In the twentieth mile I began to experience severe cramps in my lower quadriceps, just above the knees, in both legs simultaneously. I have never cramped during a race before, and only mildly and very rarely during training. These cramps were very real. They continued to strike me any time I ran more than four or five minutes for the remainder of the race.

By mile twenty-two I was spending as much time walking as I was running. And so it went until the end.

At this point running no longer seemed fun. But I knew I would finish, even if I had to walk it. All that remained to be determined was how badly I would fall short of my hoped-for goal. Before the race it was inconceivable to me that I would ever finish a marathon in over five hours. Fortunately, that is still true, but not by much.

The ending phase of Grandma's involves coming around an underpass onto the final straightaway on Canal Street, where the crowds are solid and cheering enthusiastically. Every runner wants to make a good show at the end, knowing that there are photographers, friends, and family waiting for him. I was determined that no matter what, I would run that final two hundred yards or so without stopping.

However, when I got about seventy-five yards from the end, the cramps hit me again, hard, and I gasped and walked about three steps. I was immediately accosted from behind by an older woman who caught me by the arm and dragged me forward, saying, "Keep running! You can do it!" "I've got cramps!" "I don't care! Keep running! You can do it!" "Yes Ma'am!" So I ran it in, in pain and complete exhaustion.

My daughter was standing only a few more yards down the road, HandyCam in hand. The image she captured was of a wounded goose. The finish line photo does not show me smiling. Smiling was not on my agenda or even in my vocabulary at the time. As I crossed the line, the clock said 4:54:30. I did it. The official clock and my watch, which said 4:52:01, had remained exactly in sync, 2:29 apart. This is a full thirty minutes slower than what I believe I was capable of on that day.

At the Finish

At the Finish

After The Race

The chute seemed very long. Eventually I found the end, where someone hung an attractive medal around my neck, and flushed me out into the celebrating crowd. I was hungry. I wanted food!

There was plenty. I staggered to the food area and in less than fifteen minutes consumed two yogurts, a handful of Twix pieces, an ice cream cone, seven cookies, and a banana.

After that I picked up my finisher's T-shirt and my warmup gear, which I needed to wear because it was raining and cold and I was cooling down rapidly and starting to shiver. Then I went back and inhaled four more cookies.

Suzy and Cyra-Lea were nowhere to be found. I didn't know at that time whether they had even managed to get any images of me on tape or film. They did.
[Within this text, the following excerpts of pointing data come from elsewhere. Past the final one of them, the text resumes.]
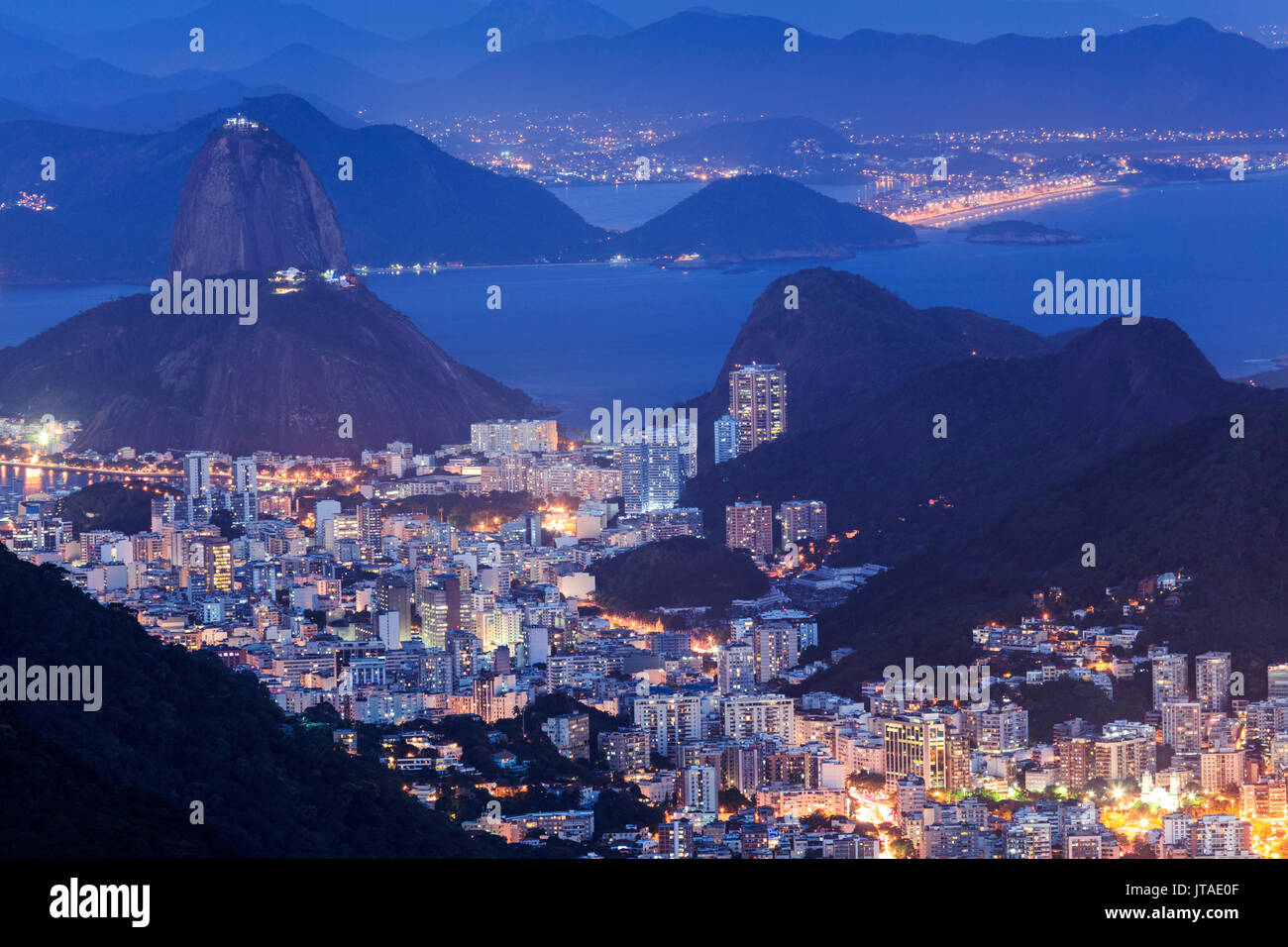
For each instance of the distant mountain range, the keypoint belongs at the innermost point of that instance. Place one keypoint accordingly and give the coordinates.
(568, 55)
(758, 218)
(769, 142)
(1185, 75)
(237, 34)
(408, 202)
(281, 380)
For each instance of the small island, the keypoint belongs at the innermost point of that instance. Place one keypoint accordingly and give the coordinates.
(1019, 232)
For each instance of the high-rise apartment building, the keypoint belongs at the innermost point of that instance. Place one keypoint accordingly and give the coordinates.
(514, 437)
(803, 521)
(735, 669)
(1171, 678)
(1212, 681)
(652, 475)
(750, 526)
(758, 401)
(196, 471)
(725, 438)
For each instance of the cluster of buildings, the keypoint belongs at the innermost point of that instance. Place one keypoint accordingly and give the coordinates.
(314, 578)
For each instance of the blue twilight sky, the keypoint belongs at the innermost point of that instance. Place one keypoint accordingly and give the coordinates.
(403, 18)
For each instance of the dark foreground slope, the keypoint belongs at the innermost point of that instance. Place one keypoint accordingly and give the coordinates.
(158, 381)
(1189, 499)
(1016, 427)
(850, 339)
(176, 727)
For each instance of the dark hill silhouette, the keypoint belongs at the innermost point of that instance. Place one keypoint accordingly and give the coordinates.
(850, 339)
(1016, 427)
(1186, 497)
(252, 204)
(176, 727)
(281, 380)
(160, 381)
(408, 200)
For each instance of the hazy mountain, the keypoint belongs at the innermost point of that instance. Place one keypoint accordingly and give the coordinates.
(768, 142)
(1164, 76)
(97, 94)
(761, 217)
(243, 33)
(20, 54)
(408, 200)
(250, 204)
(1014, 425)
(522, 24)
(237, 34)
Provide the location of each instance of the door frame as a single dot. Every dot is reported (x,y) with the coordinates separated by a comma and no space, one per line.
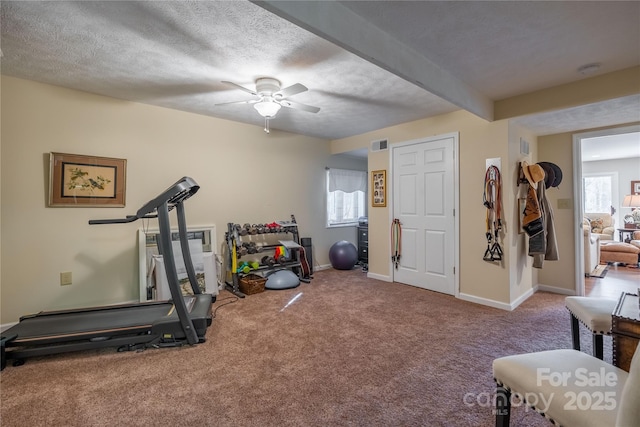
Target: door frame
(456,198)
(578,213)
Because I was so cold, even though I desired to hang around and experience the party, which was still going strong, I was obliged to return to the hotel room just down the block. Suzy and Cyra-Lea had gone back not long before, having toughed it out in the rain for a couple of hours. They, too, had expected me to come by a little sooner.

After showering, I was able to watch finishers up to six hours from my hotel window, as I took notes for posterity.

At Grandma's, they postpone the awards ceremony until 3:00 P.M., to give people plenty of time to party, recover, and in some cases, shower and return. I wanted very much to go. But at 2:30 it was pouring even harder than the night before, and I was in a frame of mind to be easily swayed from any plan that involved the expenditure of energy. Instead, I curled up on the bed and slept for over an hour, missing the awards.


What went wrong? I am led to conclude that it was not any one particular thing that brought me down, but probably a combination of contributing factors.


Thus I have made my official entry into veterancy. I trained, I rested, I traveled, I ran, I messed up, I reflected, and I made plans to do better next time. Am I upset by the tough run? No. Am I discouraged? No way! I had a great time. I will do it again. And again, and again, until I no longer can. Because running is not about doing well at races. It is about life.